Entretien avec Bruno Frère

Les 25 et 26 juillet, plus de 600 vols de la compagnie aérienne low cost, basée en Irlande, Ryanair, sont annulés suite à des grèves (de ces deux jours) du «personnel de cabine» dans trois pays, au moins: Belgique, Espagne et Portugal. Ceux et celles d’Italie devaient y participer le 25 juillet, un préavis avait été déposé. Mais Ryanair a désamorcé le mouvement en ouvrant une négociation et en opposant un syndicat à l’autre.

Dans une lettre aux passagers, publiée le 13 juillet dans L’Echo, la Centrale nationale des employés (CNE-Belgique) écrivait ces lignes: «Nous sommes là pour assurer votre sécurité et votre confort. C’est pourquoi nous avons choisi ce travail. Nous sommes là pour faire en sorte que vous puissiez profiter pleinement de vos vacances. Mais notre employeur n’a aucun respect pour nous… Les conditions imposées plongent beaucoup d’entre nous dans une grande précarité.
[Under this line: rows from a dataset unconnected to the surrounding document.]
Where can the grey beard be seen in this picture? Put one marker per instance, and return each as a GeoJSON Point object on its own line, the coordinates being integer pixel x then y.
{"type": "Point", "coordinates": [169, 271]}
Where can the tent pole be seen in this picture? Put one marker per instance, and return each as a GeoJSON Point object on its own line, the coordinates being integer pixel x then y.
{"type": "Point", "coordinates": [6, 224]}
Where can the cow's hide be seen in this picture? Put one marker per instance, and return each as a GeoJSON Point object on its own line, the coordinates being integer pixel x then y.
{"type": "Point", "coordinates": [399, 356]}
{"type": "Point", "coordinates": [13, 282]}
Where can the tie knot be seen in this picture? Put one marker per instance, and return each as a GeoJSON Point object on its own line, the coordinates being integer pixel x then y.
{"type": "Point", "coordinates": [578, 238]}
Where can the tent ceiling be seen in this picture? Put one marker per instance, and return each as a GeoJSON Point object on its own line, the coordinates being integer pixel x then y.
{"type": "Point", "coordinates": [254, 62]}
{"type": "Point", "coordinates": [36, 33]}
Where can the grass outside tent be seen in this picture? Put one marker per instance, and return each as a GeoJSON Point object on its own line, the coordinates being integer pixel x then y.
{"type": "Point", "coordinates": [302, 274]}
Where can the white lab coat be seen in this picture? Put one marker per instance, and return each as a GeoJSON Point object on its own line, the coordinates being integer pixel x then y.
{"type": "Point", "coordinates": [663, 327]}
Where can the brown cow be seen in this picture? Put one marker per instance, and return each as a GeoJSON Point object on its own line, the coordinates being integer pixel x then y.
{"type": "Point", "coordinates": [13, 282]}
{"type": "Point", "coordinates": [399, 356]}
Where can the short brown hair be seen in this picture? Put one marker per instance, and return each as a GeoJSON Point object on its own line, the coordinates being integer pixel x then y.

Notre salaire et nos horaires ne nous permettent pas de vivre correctement.»

Suite à diverses mobilisations, Ryanair – qui est la plus grande compagnie européenne – a été contrainte de passer un accord pour le personnel de cabine représenté par Ver-di. Ryanair a dû faire face à des grèves de pilotes même en Irlande. De fait c’est un combat à l’échelle européenne. En effet, la riposte de Ryanair, face à chaque mouvement, s’organise autour du transfert de salarié·e·s d’un pays à un autre. Et très souvent, Ryanair utilise des «travailleurs détachés» qui ne sont pas soumis à la législation du pays. Par exemple à Charleroi et Bruxelles, en Belgique, il n’y a quasiment pas de Belges dans le «personnel de cabine». En outre, l’hétérogénéité des statuts et le fait que les employé·e·s sont «toujours en route», avec des horaires du type «just in time» rendent la syndicalisation difficile.

Donc ces 25 et 26 juillet, il s’agira d’une grève européenne contre un employeur européen qui invoque une baisse de son bénéfice net lors des trois mois – avril-mai-juin –, car de seulement 309,2 millions d’euros. Au premier trimestre 2018, Ryanair a transporté 37,6 millions de passagers. Cela n’a pas seulement un coût environnemental, mais social. Le cercle pervers de la stagnation généralisée des salaires (pour une majorité) et du low cost se vérifie dans les transports comme dans la nourriture low cost, avec ses effets sanitaires. Nous publions ci-dessous un entretien – conduit par Corentin di Prima dans Le Soir – avec Bruno Frère, sociologue spécialiste des mouvements sociaux et de la critique sociale (ULiège). Pour B. Frère, Ryanair est le symbole de ces entreprises qui tentent de miner le droit du travail par tous les moyens. (Réd. A l’Encontre)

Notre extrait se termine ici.